Overview of QOPI In January 2006, ASCO members were invited to enroll in QOPI as a voluntary means to measure the processes of care within their ambulatory practices. Physicians were solicited by paper-based and electronic mailings and by journal and ASCO Web-based advertisements. Medical oncology practices enroll electronically at the ASCO website. At the time of enrollment, practices agree to participate in at least two semiannual data collections, and share the survey findings with their staff.
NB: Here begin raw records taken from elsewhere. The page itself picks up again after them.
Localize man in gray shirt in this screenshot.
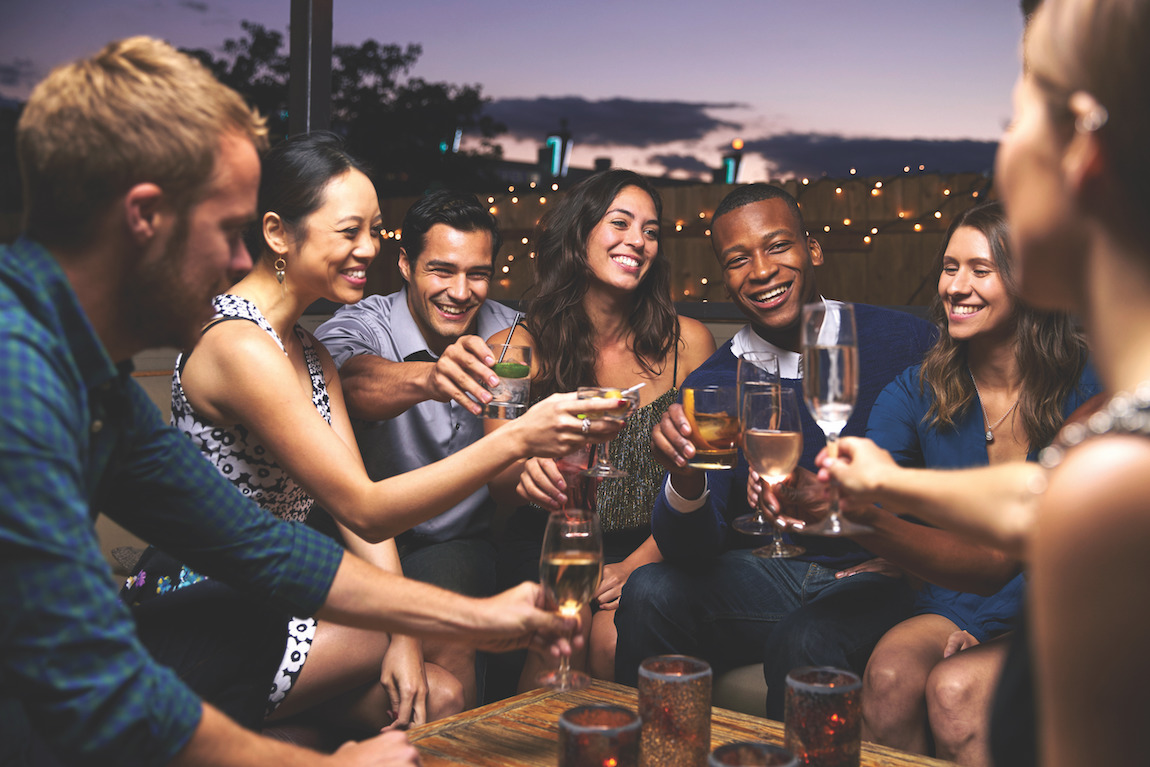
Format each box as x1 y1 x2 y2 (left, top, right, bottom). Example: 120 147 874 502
315 191 515 707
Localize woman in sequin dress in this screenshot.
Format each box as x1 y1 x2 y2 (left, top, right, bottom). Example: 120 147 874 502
491 170 715 681
822 0 1150 767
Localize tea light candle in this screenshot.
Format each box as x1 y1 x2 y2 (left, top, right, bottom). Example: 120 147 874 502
707 741 798 767
639 655 711 767
559 706 642 767
784 666 863 767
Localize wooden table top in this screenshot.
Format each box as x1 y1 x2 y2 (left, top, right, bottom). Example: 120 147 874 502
407 680 952 767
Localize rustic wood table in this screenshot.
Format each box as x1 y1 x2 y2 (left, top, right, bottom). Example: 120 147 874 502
408 681 952 767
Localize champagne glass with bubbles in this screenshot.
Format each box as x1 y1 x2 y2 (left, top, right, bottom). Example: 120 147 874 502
734 389 806 559
803 301 871 536
539 509 603 690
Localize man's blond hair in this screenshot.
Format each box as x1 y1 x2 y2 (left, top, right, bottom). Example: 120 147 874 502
16 37 268 247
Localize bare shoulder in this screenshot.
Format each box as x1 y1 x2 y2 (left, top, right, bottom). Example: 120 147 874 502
679 315 715 375
1034 435 1150 561
187 320 285 369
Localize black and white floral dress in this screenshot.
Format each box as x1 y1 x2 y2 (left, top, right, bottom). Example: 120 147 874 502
123 294 331 714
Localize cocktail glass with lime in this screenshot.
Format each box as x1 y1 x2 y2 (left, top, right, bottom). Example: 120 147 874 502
483 344 531 419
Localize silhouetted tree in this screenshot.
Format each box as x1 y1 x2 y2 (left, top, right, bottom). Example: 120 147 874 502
180 21 505 195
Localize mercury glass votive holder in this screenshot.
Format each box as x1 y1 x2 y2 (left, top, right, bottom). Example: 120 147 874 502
639 655 711 767
783 666 863 767
559 706 642 767
707 741 798 767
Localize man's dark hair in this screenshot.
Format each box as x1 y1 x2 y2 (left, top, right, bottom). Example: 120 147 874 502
403 190 503 267
711 184 806 233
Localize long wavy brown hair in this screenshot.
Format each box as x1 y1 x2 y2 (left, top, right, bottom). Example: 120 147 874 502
919 201 1087 450
524 169 679 397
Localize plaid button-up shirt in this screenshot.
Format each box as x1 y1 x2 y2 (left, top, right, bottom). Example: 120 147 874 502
0 239 342 765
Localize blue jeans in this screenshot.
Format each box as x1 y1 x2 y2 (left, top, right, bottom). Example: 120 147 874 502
396 535 496 597
615 550 913 720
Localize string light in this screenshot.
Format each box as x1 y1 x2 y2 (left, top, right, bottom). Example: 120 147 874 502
483 172 988 301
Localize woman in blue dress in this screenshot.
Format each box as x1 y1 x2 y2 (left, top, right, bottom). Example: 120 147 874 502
863 202 1098 765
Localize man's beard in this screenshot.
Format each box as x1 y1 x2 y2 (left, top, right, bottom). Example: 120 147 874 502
121 215 228 350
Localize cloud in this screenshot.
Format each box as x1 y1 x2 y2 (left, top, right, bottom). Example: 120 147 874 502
743 133 998 177
647 154 714 177
484 95 744 147
0 59 38 86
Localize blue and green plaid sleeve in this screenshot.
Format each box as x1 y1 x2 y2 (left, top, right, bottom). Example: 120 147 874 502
0 313 200 765
101 382 343 614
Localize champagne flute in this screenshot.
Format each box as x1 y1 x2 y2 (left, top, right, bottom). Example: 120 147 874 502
803 301 872 536
538 509 603 690
734 389 806 559
578 386 639 477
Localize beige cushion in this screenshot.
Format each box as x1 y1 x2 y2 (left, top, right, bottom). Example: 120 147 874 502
711 664 767 716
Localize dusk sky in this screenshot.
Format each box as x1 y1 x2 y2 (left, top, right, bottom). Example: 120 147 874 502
0 0 1022 182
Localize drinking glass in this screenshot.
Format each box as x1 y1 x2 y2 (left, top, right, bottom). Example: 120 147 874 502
707 741 799 767
734 389 806 559
483 344 531 419
559 705 643 767
638 655 712 767
578 386 639 477
683 386 738 469
736 352 781 416
539 509 603 690
803 301 871 536
783 666 863 767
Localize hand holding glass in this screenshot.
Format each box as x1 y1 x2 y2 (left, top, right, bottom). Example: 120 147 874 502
734 389 806 558
683 386 738 469
539 509 603 690
578 386 639 477
803 301 871 536
483 344 531 419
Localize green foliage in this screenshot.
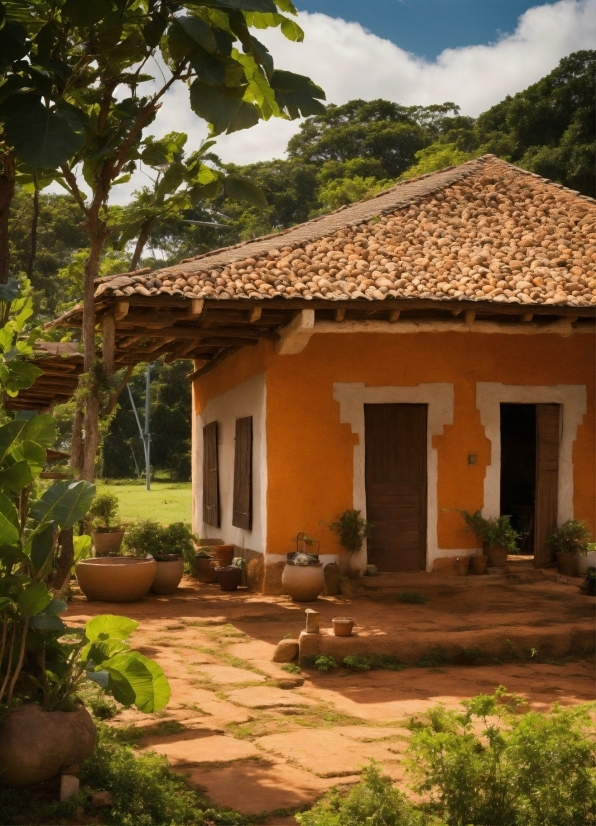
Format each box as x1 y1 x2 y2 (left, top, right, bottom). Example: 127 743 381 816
123 519 198 564
408 687 596 826
89 491 120 529
323 508 374 554
295 761 430 826
459 510 522 553
546 519 590 554
397 591 428 605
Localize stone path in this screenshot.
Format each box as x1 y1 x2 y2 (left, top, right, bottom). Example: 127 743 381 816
68 575 594 826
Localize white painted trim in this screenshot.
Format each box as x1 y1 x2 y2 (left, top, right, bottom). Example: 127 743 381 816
333 382 457 571
193 373 268 553
476 381 587 522
275 310 315 356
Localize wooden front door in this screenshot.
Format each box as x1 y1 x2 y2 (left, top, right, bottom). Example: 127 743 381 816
534 404 561 568
364 404 427 571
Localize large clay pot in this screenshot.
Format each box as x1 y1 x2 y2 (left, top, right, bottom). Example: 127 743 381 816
194 555 218 582
75 556 157 602
93 530 124 556
151 556 184 594
0 703 95 788
470 555 488 574
484 547 508 568
577 551 596 576
555 553 577 576
211 545 235 568
281 562 325 602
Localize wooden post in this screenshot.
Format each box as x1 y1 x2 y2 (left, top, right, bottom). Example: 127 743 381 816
102 313 116 376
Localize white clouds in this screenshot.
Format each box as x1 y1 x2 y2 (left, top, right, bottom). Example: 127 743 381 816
108 0 596 200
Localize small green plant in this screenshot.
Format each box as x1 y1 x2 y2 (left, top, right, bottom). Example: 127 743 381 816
397 591 428 605
546 519 590 554
320 508 374 554
407 686 596 826
294 761 430 826
281 663 302 674
89 491 120 533
459 510 522 553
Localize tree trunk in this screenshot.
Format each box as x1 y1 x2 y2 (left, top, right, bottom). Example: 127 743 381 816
52 528 74 591
0 152 15 284
27 169 39 281
129 218 155 272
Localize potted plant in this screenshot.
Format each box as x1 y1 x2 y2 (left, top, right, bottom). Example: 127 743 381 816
124 519 197 594
281 531 325 602
546 519 590 576
322 508 374 578
460 510 520 568
89 491 124 556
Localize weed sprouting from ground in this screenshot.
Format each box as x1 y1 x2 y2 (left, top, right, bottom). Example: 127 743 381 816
397 591 428 605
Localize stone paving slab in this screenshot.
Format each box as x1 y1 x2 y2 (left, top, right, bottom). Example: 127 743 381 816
228 686 316 708
256 729 406 777
188 760 359 823
143 731 261 767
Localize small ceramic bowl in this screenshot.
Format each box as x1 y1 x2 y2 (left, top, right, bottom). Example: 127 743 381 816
331 617 354 637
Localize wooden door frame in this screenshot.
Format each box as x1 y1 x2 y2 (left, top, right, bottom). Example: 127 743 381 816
333 382 454 571
476 382 588 522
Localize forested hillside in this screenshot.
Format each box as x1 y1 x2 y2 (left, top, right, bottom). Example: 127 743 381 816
11 51 596 478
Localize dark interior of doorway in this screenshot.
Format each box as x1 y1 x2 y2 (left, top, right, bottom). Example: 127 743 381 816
501 404 536 554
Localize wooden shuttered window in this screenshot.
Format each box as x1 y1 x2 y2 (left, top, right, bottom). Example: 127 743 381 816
232 416 252 531
534 404 561 567
203 422 220 528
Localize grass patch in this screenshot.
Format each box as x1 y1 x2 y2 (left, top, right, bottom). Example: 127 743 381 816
397 591 428 605
96 479 191 525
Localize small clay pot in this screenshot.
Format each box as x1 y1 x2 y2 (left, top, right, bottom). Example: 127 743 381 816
93 530 124 556
331 617 354 637
0 703 96 788
555 553 577 576
211 545 235 568
194 554 218 582
484 547 508 568
215 565 242 591
470 555 488 574
151 556 184 594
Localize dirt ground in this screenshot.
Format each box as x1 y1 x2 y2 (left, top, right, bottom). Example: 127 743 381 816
68 574 595 826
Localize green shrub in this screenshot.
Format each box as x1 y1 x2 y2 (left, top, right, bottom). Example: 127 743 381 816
295 762 441 826
407 687 596 826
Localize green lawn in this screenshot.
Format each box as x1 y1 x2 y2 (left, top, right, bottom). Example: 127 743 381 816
96 479 191 525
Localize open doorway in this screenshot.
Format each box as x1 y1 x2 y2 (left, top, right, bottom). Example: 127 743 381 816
501 404 536 555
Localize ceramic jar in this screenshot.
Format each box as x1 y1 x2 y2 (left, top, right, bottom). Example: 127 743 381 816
75 556 157 602
281 562 325 602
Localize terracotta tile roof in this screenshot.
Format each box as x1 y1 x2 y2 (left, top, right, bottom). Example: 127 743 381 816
96 155 596 307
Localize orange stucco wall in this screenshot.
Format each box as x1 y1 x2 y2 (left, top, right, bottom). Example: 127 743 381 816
195 332 596 554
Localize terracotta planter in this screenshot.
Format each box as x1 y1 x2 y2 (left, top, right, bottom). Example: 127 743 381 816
577 551 596 576
211 545 235 568
0 703 95 788
151 556 184 594
484 547 508 568
555 553 577 576
93 530 124 556
281 562 325 602
215 565 242 591
194 556 217 582
331 617 354 637
470 555 488 574
75 556 157 602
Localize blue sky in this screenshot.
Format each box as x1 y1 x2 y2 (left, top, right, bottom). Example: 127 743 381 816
294 0 555 60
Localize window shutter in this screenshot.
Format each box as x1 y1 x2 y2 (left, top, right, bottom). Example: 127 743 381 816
534 404 561 567
203 422 219 528
232 416 252 531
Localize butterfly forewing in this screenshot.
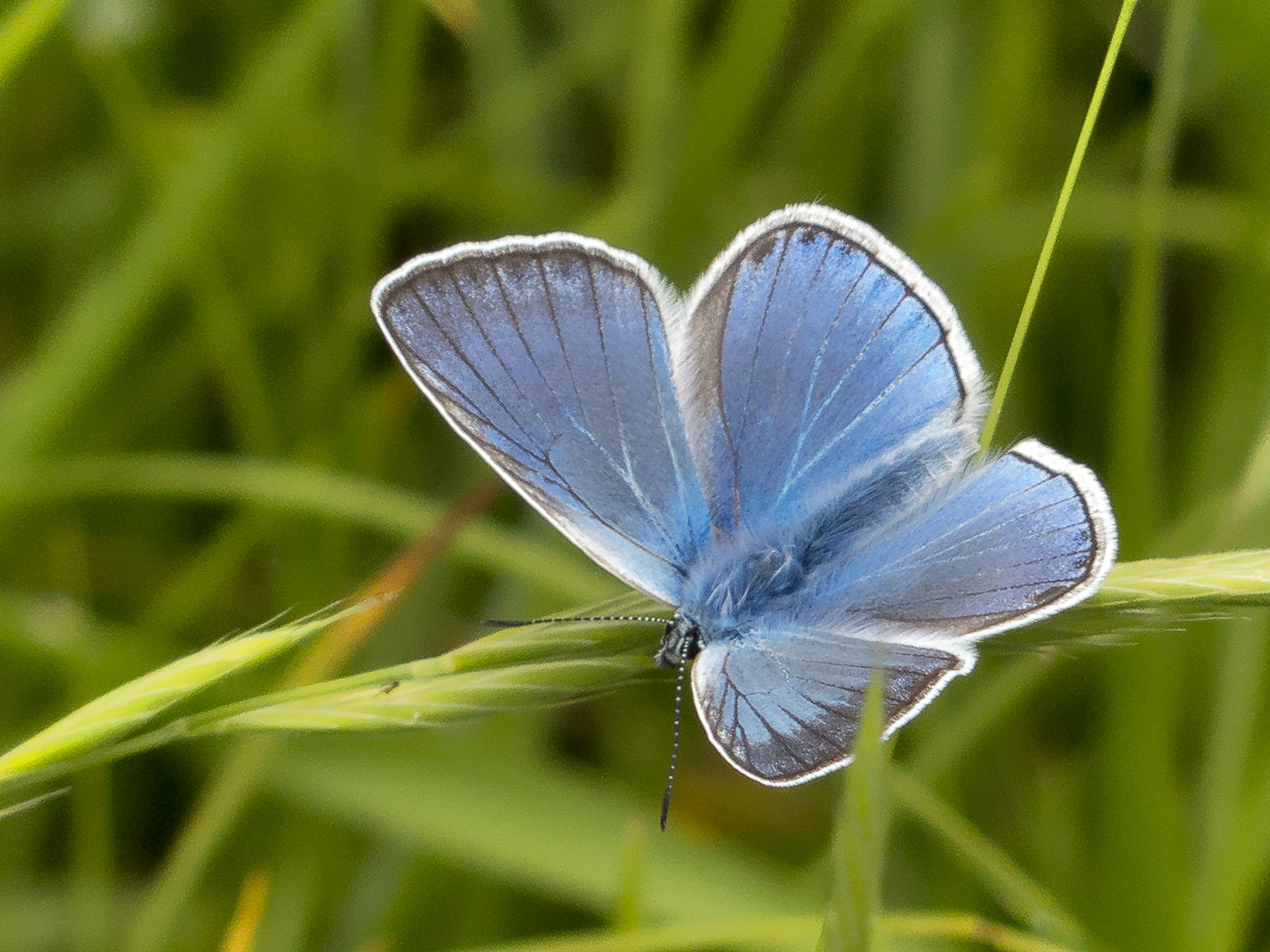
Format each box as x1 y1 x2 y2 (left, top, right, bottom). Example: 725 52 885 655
809 441 1115 640
373 236 706 602
372 205 1117 785
681 205 982 533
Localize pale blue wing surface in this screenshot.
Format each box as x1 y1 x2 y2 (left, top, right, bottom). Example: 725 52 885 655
804 441 1117 637
681 205 982 533
692 631 973 785
372 234 709 603
692 441 1117 785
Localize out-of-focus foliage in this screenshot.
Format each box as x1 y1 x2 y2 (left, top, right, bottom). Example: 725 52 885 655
7 0 1270 952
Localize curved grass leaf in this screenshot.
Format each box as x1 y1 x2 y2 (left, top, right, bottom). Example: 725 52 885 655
0 603 369 785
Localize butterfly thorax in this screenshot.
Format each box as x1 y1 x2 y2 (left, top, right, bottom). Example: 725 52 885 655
655 545 806 667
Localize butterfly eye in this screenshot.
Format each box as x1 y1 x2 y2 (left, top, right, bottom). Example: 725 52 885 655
653 612 701 667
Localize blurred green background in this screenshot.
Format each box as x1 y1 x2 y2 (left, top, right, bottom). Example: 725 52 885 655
0 0 1270 952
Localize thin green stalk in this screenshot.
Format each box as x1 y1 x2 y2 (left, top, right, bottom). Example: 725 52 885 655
1074 548 1270 612
0 606 366 785
819 669 889 952
1108 0 1196 557
979 0 1138 457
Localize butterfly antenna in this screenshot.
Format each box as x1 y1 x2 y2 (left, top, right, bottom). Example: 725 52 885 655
482 614 669 628
661 656 688 833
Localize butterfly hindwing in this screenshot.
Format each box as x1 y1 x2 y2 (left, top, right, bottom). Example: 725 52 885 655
692 631 974 787
372 234 706 602
677 205 983 533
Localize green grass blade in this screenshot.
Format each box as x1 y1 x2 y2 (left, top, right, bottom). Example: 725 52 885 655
0 0 343 468
819 674 889 952
0 0 66 89
889 768 1088 947
1106 0 1196 554
979 0 1138 457
199 650 653 735
878 912 1076 952
0 606 366 785
0 455 620 602
1076 548 1270 611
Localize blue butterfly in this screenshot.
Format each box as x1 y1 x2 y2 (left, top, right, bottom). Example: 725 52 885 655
372 205 1117 785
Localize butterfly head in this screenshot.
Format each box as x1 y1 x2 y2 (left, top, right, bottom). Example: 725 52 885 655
653 611 701 667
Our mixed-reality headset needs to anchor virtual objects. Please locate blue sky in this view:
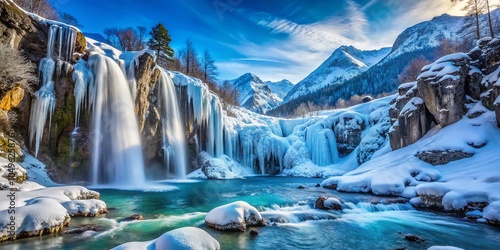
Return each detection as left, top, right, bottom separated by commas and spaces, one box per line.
52, 0, 460, 83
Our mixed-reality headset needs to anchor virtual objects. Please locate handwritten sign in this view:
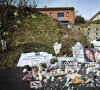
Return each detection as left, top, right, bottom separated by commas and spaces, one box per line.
30, 81, 41, 89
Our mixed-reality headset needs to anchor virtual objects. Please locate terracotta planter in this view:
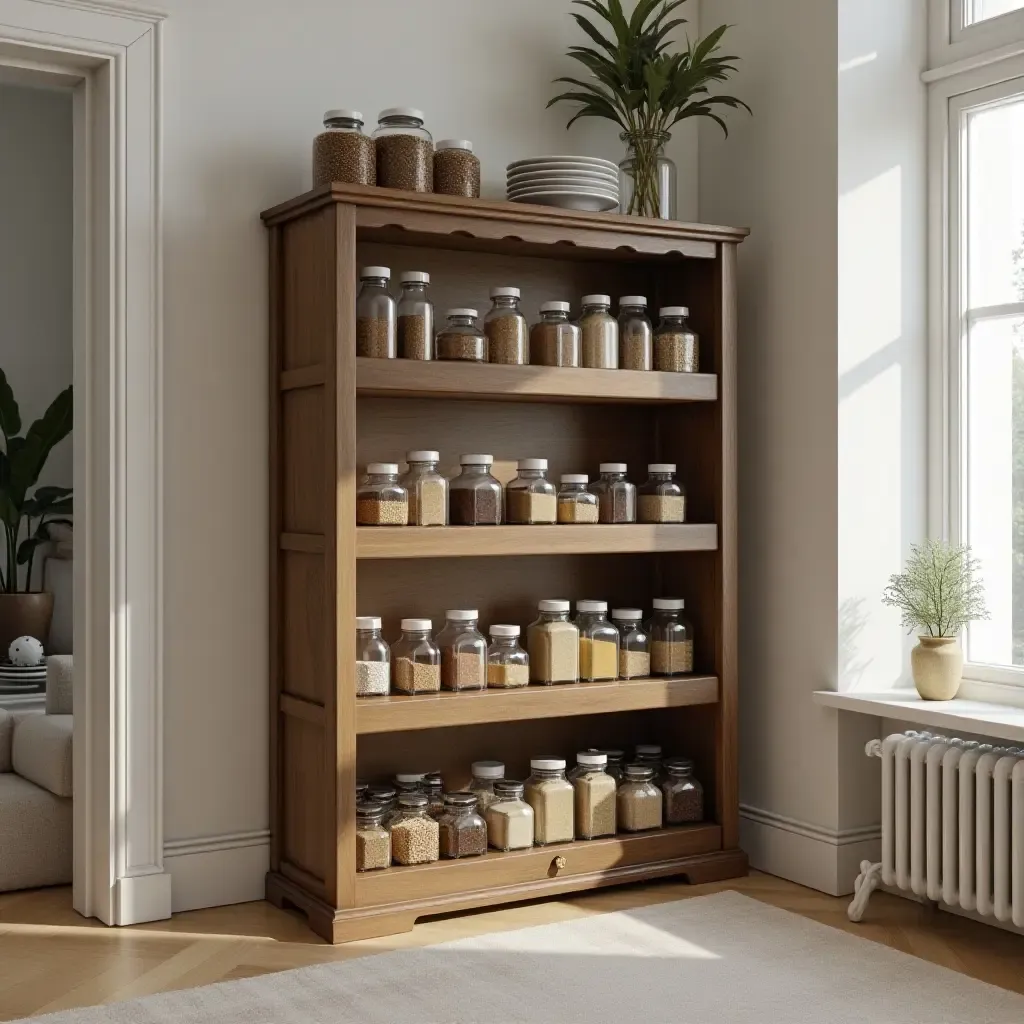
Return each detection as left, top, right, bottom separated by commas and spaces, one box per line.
0, 593, 53, 658
910, 637, 964, 700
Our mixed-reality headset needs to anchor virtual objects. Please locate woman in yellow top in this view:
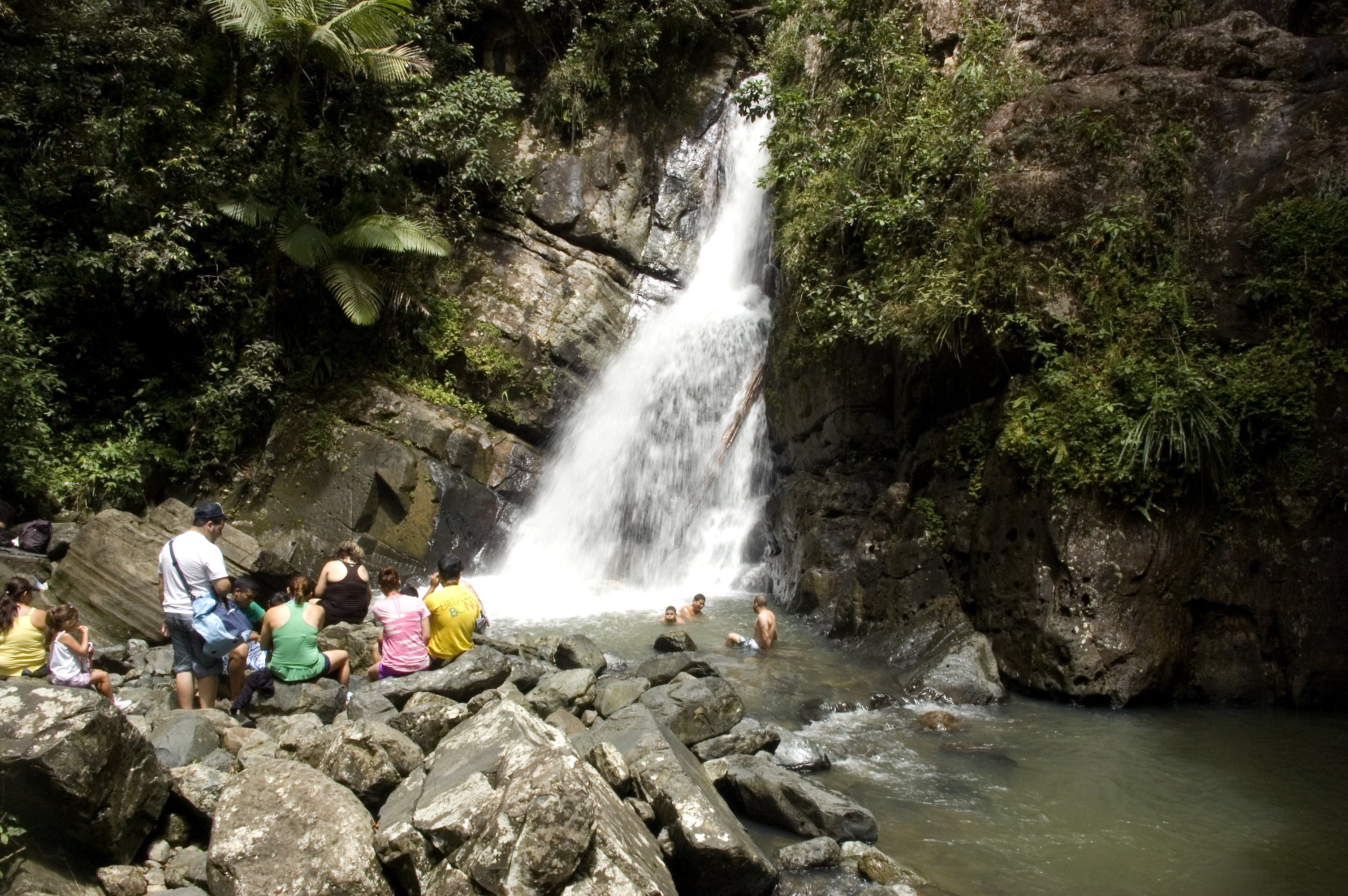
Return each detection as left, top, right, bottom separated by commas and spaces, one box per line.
426, 554, 483, 668
0, 575, 47, 676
The chart abstraction methodology has been previously described and is available online for review (www.asco.org/qopi).4,5 Practices generate a list of patients with invasive cancer seen within the practice in the preceding 6 months, proceeding backward in time from the date of analysis until the required number of records has been obtained. The number of full-time physician practitioners (or equivalent positions when part-time physicians are within the practice) determines the chart sample size. Additional records are identified as needed for disease- and domain-specific measures, as described later herein. Chart abstraction is performed by nursing staff, physicians, or research staff, with the stipulation that a physician should not abstract his or her own patient records. Abstracted data are entered directly on to a secure ASCO website during the 4-week data entry phase. Only de-identified data are entered in compliance with Health Insurance Portability and Accountability Act (HIPAA) requirements. Abstractors are prompted to answer questions using a branched-chain logic pathway based on specific responses. If, for example, a patient is noted to have received emetogenic chemotherapy, the abstractor is directed to a field asking whether proper antiemetic therapy was prescribed. Data logic checks are built into the Web-based collection tool to ensure completeness of data. Most of the data collected are dichotomous or based on limited data values. For the few fields with open text entry, validation checks were not built into the tool, but have since been added for future collection rounds. Data directly populate a Microsoft SQL Server database (Microsoft Corp, Redmond, WA). Within 4 weeks of the close of the data entry phase, practices may review the results of their data collection for each measure, with results compared with aggregated data from all participating sites.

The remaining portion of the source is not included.